Hil R. - Feb 14, 2013 6:46:00 am PST #11317 of 30001
Sometimes I think I might just move up to Vermont, open a bookstore or a vegan restaurant. Adam Schlesinger, z''l

Looks like I'm in either Susquehanna or Allegheny -- I can't quite see exactly where the border is. I think I'm in Susquehanna.


Lee - Feb 14, 2013 6:50:43 am PST #11318 of 30001
The feeling you get when your brain finally lets your heart get in its pants.

Things I want (morning edition)

1) Chicken and waffles or biscuits and gravy (can't decide which)
2) to have gotten more than 2.5 hours sleep
3) For it to be Friday
4) all the coffee in the world.


Consuela - Feb 14, 2013 6:52:21 am PST #11319 of 30001
We are Buffistas. This isn't our first apocalypse. -- Pix

Things I want:

1) For my Dad to stop driving,

2) For HR to get off their asses and give me my job.
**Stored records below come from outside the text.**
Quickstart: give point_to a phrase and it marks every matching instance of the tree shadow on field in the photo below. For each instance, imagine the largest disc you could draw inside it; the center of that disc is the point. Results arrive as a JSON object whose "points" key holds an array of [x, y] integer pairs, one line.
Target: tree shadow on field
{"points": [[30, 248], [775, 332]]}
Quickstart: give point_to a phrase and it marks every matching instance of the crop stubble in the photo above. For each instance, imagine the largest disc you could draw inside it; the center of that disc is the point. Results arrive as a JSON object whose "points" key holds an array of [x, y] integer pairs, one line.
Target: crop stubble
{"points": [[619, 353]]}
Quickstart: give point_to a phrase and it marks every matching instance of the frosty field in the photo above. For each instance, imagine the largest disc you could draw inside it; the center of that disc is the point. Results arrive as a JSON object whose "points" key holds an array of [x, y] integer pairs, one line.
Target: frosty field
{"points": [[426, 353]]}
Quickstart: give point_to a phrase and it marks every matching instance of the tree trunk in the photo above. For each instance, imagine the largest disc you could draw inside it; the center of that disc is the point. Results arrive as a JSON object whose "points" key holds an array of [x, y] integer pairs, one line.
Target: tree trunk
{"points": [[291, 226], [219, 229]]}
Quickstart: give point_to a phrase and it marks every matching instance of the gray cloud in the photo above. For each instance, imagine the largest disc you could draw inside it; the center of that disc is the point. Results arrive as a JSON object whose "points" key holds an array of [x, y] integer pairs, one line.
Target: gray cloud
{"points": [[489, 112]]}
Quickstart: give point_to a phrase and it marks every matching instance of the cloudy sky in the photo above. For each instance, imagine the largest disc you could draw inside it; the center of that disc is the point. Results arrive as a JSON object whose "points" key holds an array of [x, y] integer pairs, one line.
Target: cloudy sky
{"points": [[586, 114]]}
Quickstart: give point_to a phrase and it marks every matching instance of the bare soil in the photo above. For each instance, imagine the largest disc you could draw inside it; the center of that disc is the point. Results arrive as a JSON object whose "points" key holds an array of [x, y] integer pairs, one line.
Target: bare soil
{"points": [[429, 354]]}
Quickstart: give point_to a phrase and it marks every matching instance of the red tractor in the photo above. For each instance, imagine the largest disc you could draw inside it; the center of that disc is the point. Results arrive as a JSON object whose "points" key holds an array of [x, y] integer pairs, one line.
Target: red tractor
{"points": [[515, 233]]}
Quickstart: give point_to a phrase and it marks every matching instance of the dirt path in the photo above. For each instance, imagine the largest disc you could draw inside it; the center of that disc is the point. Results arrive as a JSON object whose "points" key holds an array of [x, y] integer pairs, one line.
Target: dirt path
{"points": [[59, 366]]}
3) For My Nemesis to get hit by a bus retire.

I don't think that's too much to ask for, is it?


§ ita § - Feb 14, 2013 7:10:57 am PST #11320 of 30001
Well not canonically, no, but this is transformative fiction.

Consuela, 1 and 3 in the same list are bad ju ju. Just sayin'...

American recently let me check a bag for free

It depends on the price of your ticket. The ticket I bought going to Jamaica included free checking of my bag, the one coming back to LA didn't. And no, I saw nowhere in the legibly sized print of kayak.com or wherever I bought it that told me this. In fact, I'd been assuming that international got you bags. Ah, no.


Consuela - Feb 14, 2013 7:15:52 am PST #11321 of 30001
We are Buffistas. This isn't our first apocalypse. -- Pix

I can't believe people are STILL replying to that test message! OMG.